Fatores desencadeantes
Os fatores
desencadeantes em crianças são, na sua maioria, estressores de uma forma ou
de outra. Incluem-se aí exercício, luzes brilhantes, barulho, falta de sono,
falta de comida - principalmente pular o café da manhã, frio e excitação, por
exemplo, uma desta de aniversário que se aproxima. Esses desencadeantes são
essencialmente os mesmos dos adultos.
Tratamento
Com as crianças,
como nos adultos, o melhor tratamento é evitar os ataques reduzindo os fatores
desencadeantes. As refeições devem ser regulares. Elas devem ter um café da
manhã adequado antes de ir para a escola e, se possível, um almoço apropriado
- não um lanche de batatinhas fritas e chocolate. Muitos pais temem que o fato
da criança ter dores de cabeça indique algo sério, como um tumor cerebral. Isso
raramente acontece, mas se há alguma dúvida a criança deve ser avaliada por
um neurologista que, se necessário, irá fazer uma investigação completa.
Quando se requer
tratamento medicamentoso, as drogas menos tóxicas devem ser usadas. Na prática,
isso significa paracetamol. Se o enjôo é um problema, seu médico pode prescrever
uma droga antiemética como a metoclopramida ou a domperidona. Se essas foram
dadas, o médico deve alertar os pais que a criança pode vir a ter movimentos
involuntários. Embora sem conseqüências a longo prazo, esses sintomas podem
incomodar ou seja, a droga não deve ser tomada outra vez. No Reino Unido, a
aspirina não é recomendada para crianças menores do que 12 anos por causa da
possibilidade delas desenvolverem uma doença chamada Síndrome de Reye, que acomete
o fígado e os rins.
Se o tratamento
adequado é usado no ataque, raramente é necessário dar medicações diárias para
preveni-lo, sendo que elas só devem ser dadas se as dores de cabeça forem realmente
incapacitantes. Muitos pais ficam preocupados que suas crianças desenvolvam
dores de cabeça durante a época das provas. É muito raro que isso aconteça,
uma vez que as dores de cabeça, se ocorrerem, quase sempre aparecem quando as
provas terminam.
Dores de cabeça tensionais
As dores de
cabeça tensionais e de contração muscular podem ocorrer em crianças e são relativamente
freqüentes em adolescentes. Essas dores de cabeça podem ocorrer quase todos
os dias. Elas não têm duração específica - podem durar menos do que uma hora
ou o dia todo. As dores de cabeça tensionais são diferentes da enxaqueca porque
não há sintomas prodrômicos ou aura e, embora a criança algumas vezes diga que
está doente, ela raramente vomita.
Assim como
na enxaqueca, não há sinais físicos de anormalidade e o diagnóstico pode ser
feito unicamente depois de se obter um relato cuidadoso. Se possível, deve-se
primeiro ver a criança sozinha e daí, seus pais. Finalmente, deve-se ver os
pais sem a criança. Isso porque é a criança que tem a dor de cabeça e ela é
a pessoa que sabe o quão ruim a dor de cabeça é e como ela é. Os pais podem
dizer o quanto ela atrapalha a vida da criança, qual a sua freqüência e quais
os fatores que tendem a precipitar a dor de cabeça.
Tratamento
Se o diagnóstico
é de dor de cabeça tensional deve-se lembrar que essas dores de cabeça provavelmente
não respondem às drogas usadas na enxaqueca embora, em alguns casos, o paracetamol
ou a aspirina possam ajudar.

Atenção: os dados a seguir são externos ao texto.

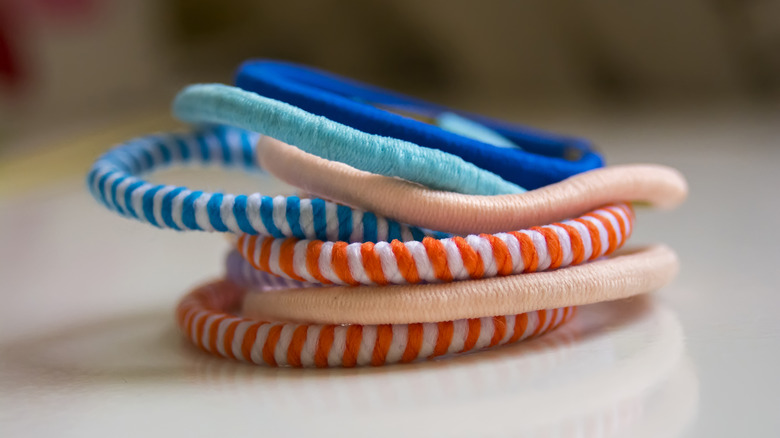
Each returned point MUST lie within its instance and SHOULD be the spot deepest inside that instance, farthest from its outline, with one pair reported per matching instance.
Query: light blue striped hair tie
(318, 135)
(113, 181)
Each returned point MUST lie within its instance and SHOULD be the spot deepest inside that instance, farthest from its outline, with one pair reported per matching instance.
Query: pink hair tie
(457, 213)
(558, 245)
(614, 278)
(205, 317)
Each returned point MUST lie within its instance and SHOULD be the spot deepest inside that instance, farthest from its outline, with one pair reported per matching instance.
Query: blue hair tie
(223, 104)
(539, 159)
(113, 181)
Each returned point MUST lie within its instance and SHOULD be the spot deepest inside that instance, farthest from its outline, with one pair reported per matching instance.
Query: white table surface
(88, 346)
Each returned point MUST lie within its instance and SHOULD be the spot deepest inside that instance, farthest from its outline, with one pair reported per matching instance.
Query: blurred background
(86, 335)
(69, 66)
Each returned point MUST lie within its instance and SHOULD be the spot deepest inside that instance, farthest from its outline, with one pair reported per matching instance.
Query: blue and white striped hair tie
(114, 181)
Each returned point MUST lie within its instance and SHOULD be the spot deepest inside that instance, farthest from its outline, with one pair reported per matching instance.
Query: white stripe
(357, 226)
(221, 334)
(310, 346)
(430, 335)
(406, 234)
(454, 260)
(420, 255)
(485, 250)
(567, 254)
(273, 260)
(355, 264)
(299, 260)
(336, 352)
(233, 141)
(157, 204)
(201, 212)
(367, 344)
(540, 244)
(389, 263)
(253, 203)
(280, 215)
(602, 234)
(513, 246)
(137, 201)
(332, 224)
(107, 188)
(398, 345)
(381, 229)
(486, 330)
(280, 353)
(226, 213)
(306, 219)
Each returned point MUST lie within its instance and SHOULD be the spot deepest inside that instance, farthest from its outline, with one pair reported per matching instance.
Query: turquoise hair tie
(318, 135)
(114, 182)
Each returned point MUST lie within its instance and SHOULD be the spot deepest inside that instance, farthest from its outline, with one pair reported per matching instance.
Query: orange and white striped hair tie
(572, 242)
(204, 317)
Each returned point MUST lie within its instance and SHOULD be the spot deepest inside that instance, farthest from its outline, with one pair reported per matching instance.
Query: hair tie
(558, 245)
(114, 182)
(463, 214)
(216, 103)
(616, 277)
(542, 158)
(205, 317)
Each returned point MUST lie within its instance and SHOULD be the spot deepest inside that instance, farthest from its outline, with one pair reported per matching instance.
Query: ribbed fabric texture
(616, 277)
(554, 246)
(389, 156)
(331, 282)
(114, 181)
(660, 186)
(203, 316)
(544, 158)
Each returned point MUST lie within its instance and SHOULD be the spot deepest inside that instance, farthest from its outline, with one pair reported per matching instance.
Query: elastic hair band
(543, 159)
(216, 103)
(558, 245)
(463, 214)
(616, 277)
(204, 317)
(114, 182)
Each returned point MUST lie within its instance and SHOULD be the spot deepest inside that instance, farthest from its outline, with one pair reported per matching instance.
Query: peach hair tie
(457, 213)
(617, 277)
(205, 317)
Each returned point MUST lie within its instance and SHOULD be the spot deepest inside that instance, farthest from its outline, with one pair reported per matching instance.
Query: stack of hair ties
(420, 231)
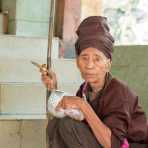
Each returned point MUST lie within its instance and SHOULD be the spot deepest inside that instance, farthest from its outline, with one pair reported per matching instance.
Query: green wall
(130, 63)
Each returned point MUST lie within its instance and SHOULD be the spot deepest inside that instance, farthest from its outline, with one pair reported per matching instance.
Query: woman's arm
(100, 130)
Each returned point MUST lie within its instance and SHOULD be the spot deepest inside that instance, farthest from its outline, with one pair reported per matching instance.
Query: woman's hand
(72, 102)
(48, 78)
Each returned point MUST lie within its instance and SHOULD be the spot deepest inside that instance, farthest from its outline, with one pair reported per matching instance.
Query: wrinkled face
(93, 65)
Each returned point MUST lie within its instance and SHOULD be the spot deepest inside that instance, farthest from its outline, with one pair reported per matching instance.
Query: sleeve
(117, 118)
(138, 131)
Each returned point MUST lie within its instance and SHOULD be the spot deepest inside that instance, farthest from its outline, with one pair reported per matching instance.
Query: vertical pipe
(50, 37)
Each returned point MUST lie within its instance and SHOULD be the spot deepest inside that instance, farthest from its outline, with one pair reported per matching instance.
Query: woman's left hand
(71, 102)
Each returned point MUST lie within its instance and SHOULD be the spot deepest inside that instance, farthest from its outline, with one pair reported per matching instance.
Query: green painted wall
(130, 63)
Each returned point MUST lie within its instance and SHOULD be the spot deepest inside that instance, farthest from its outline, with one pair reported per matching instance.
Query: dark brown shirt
(118, 107)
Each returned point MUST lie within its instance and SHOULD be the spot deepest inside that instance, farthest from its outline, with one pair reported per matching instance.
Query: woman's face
(93, 65)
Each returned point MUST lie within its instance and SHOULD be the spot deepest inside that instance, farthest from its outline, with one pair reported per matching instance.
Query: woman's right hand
(49, 79)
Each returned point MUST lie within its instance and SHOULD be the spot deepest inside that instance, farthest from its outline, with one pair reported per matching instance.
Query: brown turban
(94, 32)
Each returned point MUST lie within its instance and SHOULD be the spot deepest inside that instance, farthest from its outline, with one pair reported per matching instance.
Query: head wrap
(94, 32)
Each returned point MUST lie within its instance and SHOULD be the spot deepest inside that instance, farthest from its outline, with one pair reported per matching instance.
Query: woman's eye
(84, 58)
(97, 59)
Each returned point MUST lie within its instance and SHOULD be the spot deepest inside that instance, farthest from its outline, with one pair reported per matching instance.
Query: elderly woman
(112, 114)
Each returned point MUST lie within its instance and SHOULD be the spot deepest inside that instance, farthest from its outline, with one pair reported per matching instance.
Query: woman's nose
(90, 63)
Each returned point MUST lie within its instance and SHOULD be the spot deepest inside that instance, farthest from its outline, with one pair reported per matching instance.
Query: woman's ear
(77, 62)
(108, 65)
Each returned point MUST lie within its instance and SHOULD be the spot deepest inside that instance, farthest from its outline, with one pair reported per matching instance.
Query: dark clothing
(69, 133)
(117, 106)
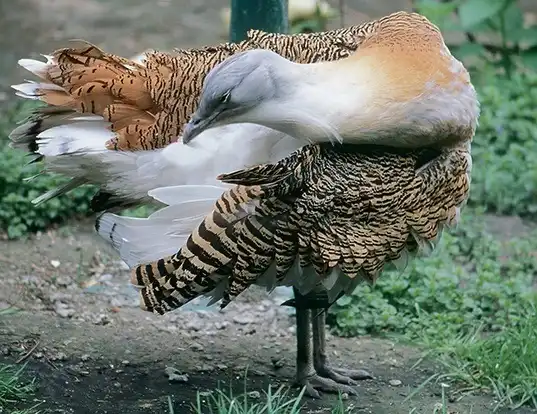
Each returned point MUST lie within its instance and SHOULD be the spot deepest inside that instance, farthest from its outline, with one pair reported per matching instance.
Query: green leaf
(473, 12)
(436, 12)
(528, 36)
(469, 49)
(514, 22)
(529, 58)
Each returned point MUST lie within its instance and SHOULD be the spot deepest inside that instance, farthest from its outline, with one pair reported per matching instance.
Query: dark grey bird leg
(305, 371)
(320, 359)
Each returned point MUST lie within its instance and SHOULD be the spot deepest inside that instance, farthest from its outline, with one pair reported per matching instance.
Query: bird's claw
(315, 384)
(342, 375)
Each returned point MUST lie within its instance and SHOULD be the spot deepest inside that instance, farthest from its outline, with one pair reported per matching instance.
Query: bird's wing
(97, 103)
(329, 216)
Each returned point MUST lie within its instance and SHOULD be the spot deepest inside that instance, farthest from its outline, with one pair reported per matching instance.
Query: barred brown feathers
(149, 104)
(324, 215)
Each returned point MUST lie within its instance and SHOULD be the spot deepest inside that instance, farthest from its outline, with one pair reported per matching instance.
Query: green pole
(266, 15)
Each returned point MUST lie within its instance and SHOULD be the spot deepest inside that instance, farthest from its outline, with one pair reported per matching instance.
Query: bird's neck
(366, 100)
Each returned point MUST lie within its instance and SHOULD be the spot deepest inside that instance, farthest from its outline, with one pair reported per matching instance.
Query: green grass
(270, 402)
(504, 363)
(471, 304)
(15, 387)
(277, 401)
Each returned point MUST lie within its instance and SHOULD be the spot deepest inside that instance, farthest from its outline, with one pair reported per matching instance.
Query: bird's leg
(320, 359)
(305, 372)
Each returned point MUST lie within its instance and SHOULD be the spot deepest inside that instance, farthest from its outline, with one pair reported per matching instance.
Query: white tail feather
(140, 240)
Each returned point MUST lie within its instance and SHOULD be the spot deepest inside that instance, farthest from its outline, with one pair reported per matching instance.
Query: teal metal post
(266, 15)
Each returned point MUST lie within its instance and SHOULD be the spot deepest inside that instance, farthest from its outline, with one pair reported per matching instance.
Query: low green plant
(18, 216)
(14, 388)
(272, 401)
(470, 279)
(504, 150)
(495, 34)
(472, 303)
(505, 363)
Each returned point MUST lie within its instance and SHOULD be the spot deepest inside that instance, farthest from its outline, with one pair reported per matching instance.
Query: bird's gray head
(233, 89)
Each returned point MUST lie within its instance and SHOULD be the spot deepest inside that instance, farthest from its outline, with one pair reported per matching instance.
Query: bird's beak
(197, 125)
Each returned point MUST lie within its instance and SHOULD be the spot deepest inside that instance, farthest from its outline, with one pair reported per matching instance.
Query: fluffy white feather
(139, 240)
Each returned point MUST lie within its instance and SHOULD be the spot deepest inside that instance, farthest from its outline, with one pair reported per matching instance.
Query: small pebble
(197, 347)
(243, 319)
(63, 310)
(174, 375)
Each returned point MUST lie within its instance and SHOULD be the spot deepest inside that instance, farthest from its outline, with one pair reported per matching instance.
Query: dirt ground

O importante é encontrar uma causa e, muito freqüentemente,
ela é um problema familiar de algum tipo. Pode ser que a criança esteja usando
a dor de cabeça para evitar alguma coisa que ela ache desagradável - o desejo
de não ir à escola é um exemplo bem simples. Se este é o motivo, a razão de
não gostar da escola deve ser buscada. A criança pode ser motivo de chacota
na escola e os pais devem discutir o problema com o professor.
Em outras
circunstâncias, a criança pode estar reagindo a problemas entre o casal e sua
dor de cabeça é usada para se aproveitar da situação ou como expressão de sua
tristeza. Existe ainda um outro grupo no qual a criança se queixa de dor de
cabeça quando o problema real é alguma coisa bem diferente. Quando isto ocorrer,
a criança e sua família podem estar precisando de ajuda médica ou psicológica
adicional.
Pontos centrais
A enxaqueca pode começar
muito cedo.
Os ataques são bem mais
curtos que nos adultos, mas a dor abdominal, náusea e vômitos são mais comuns.
Falta de comida é um
dos fatores desencadeantes da enxaqueca em crianças. Deve-se encoraja-las
a ter refeições regulares.
As dores de cabeça tensionais
na criança podem ser causadas por atritos familiares e medo da escola.